A quarta/terceira noite no hospital chega, e minha mãe diz que poderei voltar para casa no dia seguinte, já que meu pulmão não foi perfurado. Só um arranhão, dissera a enfermeira. Minha mão doía, e meu nariz também, mas o vazio no meu peito era pior. Perguntava sobre Raul de meia em meia hora, mas as enfermeiras não diziam nada, e minha mãe apenas repetia a mesma coisa sobre as pernas dele.

À noite, sozinho no quarto de hospital, uma luz vermelha piscou no canto da minha visão. Uma luz azul piscou em seguida. Uma sombra comprida apareceu na minha frente. Tudo era extremamente branco, apesar disso. Meu corpo era músculos e dores, e eu não sabia diferenciar onde doía e onde eu não conseguia sentir nada.
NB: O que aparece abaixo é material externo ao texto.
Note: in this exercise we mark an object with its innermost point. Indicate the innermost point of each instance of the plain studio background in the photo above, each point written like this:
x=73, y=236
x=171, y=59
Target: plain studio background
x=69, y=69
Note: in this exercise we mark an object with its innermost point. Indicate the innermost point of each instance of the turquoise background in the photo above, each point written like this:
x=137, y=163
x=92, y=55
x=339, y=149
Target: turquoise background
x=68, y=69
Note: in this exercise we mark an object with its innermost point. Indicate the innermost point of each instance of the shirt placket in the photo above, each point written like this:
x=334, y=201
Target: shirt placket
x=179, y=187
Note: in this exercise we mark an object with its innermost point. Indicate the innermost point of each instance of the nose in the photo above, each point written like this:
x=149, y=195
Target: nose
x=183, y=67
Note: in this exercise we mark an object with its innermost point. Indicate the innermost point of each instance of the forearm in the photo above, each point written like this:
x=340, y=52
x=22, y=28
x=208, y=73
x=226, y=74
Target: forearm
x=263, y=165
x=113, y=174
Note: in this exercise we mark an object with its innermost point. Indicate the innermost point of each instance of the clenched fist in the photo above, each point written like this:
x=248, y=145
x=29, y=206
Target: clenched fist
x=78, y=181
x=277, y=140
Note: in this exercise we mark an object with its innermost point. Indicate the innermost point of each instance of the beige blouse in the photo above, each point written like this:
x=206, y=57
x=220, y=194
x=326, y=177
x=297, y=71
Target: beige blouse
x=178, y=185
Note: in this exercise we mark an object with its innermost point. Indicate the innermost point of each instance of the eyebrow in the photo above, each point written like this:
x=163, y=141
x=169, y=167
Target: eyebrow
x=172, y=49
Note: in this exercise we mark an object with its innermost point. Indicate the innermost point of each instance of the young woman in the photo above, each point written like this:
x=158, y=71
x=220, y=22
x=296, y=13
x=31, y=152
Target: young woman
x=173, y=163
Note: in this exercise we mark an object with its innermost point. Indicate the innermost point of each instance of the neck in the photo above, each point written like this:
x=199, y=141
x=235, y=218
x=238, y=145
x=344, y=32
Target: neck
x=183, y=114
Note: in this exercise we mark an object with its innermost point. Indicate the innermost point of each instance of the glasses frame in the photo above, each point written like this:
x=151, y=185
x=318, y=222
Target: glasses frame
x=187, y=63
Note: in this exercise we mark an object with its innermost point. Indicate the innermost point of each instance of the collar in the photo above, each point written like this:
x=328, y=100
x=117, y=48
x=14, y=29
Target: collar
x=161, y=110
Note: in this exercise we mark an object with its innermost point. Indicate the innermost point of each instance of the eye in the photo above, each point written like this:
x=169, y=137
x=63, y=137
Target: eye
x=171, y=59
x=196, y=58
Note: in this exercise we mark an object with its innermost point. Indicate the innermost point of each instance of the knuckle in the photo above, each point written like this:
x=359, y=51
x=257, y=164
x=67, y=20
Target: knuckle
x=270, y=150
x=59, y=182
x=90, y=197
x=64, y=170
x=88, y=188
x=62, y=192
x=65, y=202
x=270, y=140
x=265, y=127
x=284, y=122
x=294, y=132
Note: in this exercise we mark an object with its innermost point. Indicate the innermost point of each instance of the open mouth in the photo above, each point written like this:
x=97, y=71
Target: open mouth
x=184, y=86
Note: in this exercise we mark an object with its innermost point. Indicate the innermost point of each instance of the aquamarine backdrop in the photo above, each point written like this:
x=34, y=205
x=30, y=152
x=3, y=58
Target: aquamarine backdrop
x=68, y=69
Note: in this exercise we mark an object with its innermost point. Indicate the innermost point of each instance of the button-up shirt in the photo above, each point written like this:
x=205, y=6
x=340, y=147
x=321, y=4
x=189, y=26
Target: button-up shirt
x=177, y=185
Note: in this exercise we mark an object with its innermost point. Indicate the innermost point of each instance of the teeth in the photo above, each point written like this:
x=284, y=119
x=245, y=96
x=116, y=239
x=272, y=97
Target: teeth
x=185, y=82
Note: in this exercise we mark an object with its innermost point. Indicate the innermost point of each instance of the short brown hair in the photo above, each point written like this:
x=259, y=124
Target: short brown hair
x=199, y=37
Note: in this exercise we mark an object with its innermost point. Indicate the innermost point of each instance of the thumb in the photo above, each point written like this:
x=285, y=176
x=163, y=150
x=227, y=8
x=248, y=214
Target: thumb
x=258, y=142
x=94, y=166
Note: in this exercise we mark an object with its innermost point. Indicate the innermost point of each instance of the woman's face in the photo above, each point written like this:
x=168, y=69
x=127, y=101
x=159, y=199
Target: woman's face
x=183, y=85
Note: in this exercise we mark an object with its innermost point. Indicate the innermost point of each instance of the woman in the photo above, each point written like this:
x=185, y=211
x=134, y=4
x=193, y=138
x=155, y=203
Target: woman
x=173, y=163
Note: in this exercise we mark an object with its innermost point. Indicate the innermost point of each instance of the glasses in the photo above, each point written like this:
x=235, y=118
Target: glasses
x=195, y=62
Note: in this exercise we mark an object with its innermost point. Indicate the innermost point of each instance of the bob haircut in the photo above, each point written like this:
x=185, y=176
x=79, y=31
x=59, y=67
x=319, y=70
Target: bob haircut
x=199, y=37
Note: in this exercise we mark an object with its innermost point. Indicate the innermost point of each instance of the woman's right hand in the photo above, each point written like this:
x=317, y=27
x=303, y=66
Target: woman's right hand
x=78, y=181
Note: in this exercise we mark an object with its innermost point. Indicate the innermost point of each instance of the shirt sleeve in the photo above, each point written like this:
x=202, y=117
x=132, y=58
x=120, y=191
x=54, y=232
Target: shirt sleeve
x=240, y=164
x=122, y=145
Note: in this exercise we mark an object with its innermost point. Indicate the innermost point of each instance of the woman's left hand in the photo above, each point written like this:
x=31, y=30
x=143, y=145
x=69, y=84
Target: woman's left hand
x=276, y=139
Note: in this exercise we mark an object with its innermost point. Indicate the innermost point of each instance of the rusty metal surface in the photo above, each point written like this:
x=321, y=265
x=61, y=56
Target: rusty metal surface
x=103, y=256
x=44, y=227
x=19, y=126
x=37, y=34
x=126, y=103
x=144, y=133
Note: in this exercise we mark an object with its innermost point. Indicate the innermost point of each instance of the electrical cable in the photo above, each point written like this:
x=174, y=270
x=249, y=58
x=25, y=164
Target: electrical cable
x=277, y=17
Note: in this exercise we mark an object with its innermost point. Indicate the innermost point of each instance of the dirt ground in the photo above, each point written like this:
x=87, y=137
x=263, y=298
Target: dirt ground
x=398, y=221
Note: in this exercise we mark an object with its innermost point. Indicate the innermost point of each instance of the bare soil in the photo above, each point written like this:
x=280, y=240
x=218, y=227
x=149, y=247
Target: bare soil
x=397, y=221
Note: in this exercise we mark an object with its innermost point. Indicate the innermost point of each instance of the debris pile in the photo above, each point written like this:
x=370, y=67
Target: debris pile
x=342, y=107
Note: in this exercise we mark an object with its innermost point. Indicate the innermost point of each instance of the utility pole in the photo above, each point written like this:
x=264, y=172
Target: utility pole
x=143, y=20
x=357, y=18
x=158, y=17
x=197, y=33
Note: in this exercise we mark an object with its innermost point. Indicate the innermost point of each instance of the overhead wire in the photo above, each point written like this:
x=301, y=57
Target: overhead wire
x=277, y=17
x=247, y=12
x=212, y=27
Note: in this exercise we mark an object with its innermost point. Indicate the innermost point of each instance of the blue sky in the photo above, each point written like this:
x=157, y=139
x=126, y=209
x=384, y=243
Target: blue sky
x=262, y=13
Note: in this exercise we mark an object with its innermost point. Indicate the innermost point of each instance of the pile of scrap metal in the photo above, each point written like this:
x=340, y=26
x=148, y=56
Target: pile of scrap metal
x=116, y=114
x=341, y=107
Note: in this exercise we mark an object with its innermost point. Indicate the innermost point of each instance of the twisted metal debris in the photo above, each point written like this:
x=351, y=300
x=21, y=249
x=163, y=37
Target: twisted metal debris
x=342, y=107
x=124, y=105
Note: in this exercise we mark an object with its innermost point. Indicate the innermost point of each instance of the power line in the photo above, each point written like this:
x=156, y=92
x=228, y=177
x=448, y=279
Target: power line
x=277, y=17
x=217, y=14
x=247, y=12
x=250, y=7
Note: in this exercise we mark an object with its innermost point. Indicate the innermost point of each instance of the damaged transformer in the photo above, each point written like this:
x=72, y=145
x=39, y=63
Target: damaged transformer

Um gosto ferroso prevalecia em minha boca, e a sensação de que minha cabeça ia se desprender do pescoço e rolar no chão era absoluta. Tentei me levantar, mas minhas pernas não me obedeciam.

Não estava mais no quarto do hospital, mas caído no asfalto molhado.

-... O ruivo vai ficar paralítico?

- Não dá para ter certeza ainda. Ele tentou se mexer enquanto esperava socorro e piorou a lesão. O moreno se machucou, mas não aconteceu nada demais. Vai ficar bem logo.

Moreno. Minha mãe sempre odiou essa palavra. É a palavra que as pessoas usam para me descrever quando não querem dizer negro. Sempre me ensinou a corrigir as pessoas que dissessem isso. "Nem sempre quem diz isso é racista" ela dizia, "às vezes eles simplesmente foram ensinados a falar assim. Então, ensine-os novamente".